As they tussle with the gap between their fantasies and reality, they’re challenged to let go of their expectations and create new ways to experience love, family and motherhood.

  • Silvia Grossmann
    Writer
    LieLand
  • Project Type:
    Screenplay
  • Number of Pages:
    93
  • Country of Origin:
    United States
  • Language:
    English
  • First-time Screenwriter:
    No
  • Student Project:
    No
  • Cannes Film Festival - Short Film section
    Cannes, France
    May 15, 2013
  • PBS Short Film Festival
    PBS Stations across the US
    December 15, 2012
Writer Biography - Silvia Grossmann

Silvia Grossmann is a storyteller, at first in illustration, photography and now film. She likes to chronicle the absurdity of life and aspires to live up to the Oscar Wilde adage: "If you must tell the truth, do so with humor – otherwise people will kill you.”
Her photographs have been shown all over the world, and recently in the Museum of Modern Art. Her latest short film has premiered at Cannes and aired on PBS. You can see more of her work at www.getoutofthebox.net.

Add Writer Biography
Writer Statement

When I turned 40, the decision to have children suddenly showed up in my rearview mirror, like an approaching object much, much larger than it appeared. I had been living a carefree life, and the urgency of making such a momentous decision caught me completely unprepared.

Split between perplexity and the exigency of dealing with it with little time to reflect, it quickly became the largest thing in my life: the sudden desire to procreate was something I'd never, ever expected would happen to me, the person who was always so set on not having kids.

With no partner at the time and afraid of how it would change my life in ways I could not predict, the pressure of deciding yay or nay threw me into a full-blown existential crisis.

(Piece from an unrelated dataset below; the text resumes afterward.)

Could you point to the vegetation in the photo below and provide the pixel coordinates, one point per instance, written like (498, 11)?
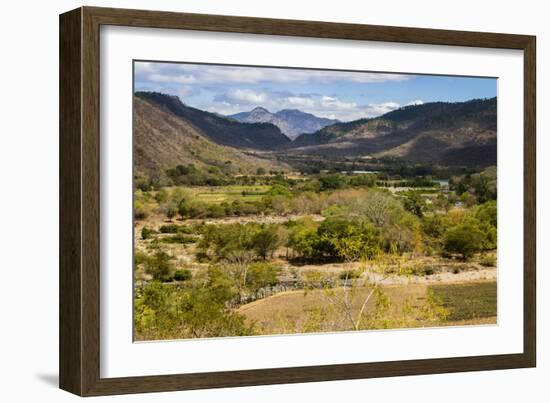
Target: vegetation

What about the warming planet? Overpopulation? Covid -19? For starters, could I afford, financially and emotionally, IVF? And what if I succeeded to gestate, did I have the physical, emotional and financial resources to be the only parent and sustain a child growing up?

Being a filmmaker, I looked for references in media, specifically in film, that related to that moment in a woman’s life… and found none. In sharing what was going on with my community of women – some gay and some straight, in couples or not – it seemed that a good part of them had or were grappling with that issue – but doing so quietly, privately, afraid to be judged or jinxed by openly discussing it.

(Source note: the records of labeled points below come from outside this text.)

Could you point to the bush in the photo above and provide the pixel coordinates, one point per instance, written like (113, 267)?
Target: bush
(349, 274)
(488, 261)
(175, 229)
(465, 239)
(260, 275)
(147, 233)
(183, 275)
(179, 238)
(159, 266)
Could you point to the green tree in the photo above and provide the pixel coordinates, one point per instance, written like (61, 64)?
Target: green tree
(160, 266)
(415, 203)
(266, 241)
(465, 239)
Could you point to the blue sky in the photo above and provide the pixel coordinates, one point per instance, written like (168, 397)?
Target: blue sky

Having lived a life of privilege – with opportunities, fun and possibilities to discover the world – I suddenly found myself with little choice, constrained by circumstances, limited by nature. A place I never thought I’d ever be: on the last of all my possible plans.

With all those questions swirling in my mind, while the sun was steadily setting on my fertility horizon, I needed clarity.

Plan Z came to be as a way to deal with that terrifying – and humbling – moment. What surprised me as the story came pouring out, was that it was actually... funny.

The film taps on the universal fantasy of reliving our lives backwards, informed by 20/20 hindsight. Our protagonists get the chance to remake their choices, in the city synonymous with romance: Paris.

With so many of us engaged in non-traditional relationships, the issues of fertility and family arise in a different context than in previous generations. The existential questions and challenges of IVF for single women now have relevance for so many of us. And telling this story from a woman’s point of view is, dare I say it, important to the world.

The film is a romantic dramedy - except the object of romance here is the empowered self; the wiser, accepting self; the confident, at-peace-with-its-choices self. This is the story of women whom, after a lifetime of disappointing romances, finally find love – for each other, for their choices and for the life they created for themselves.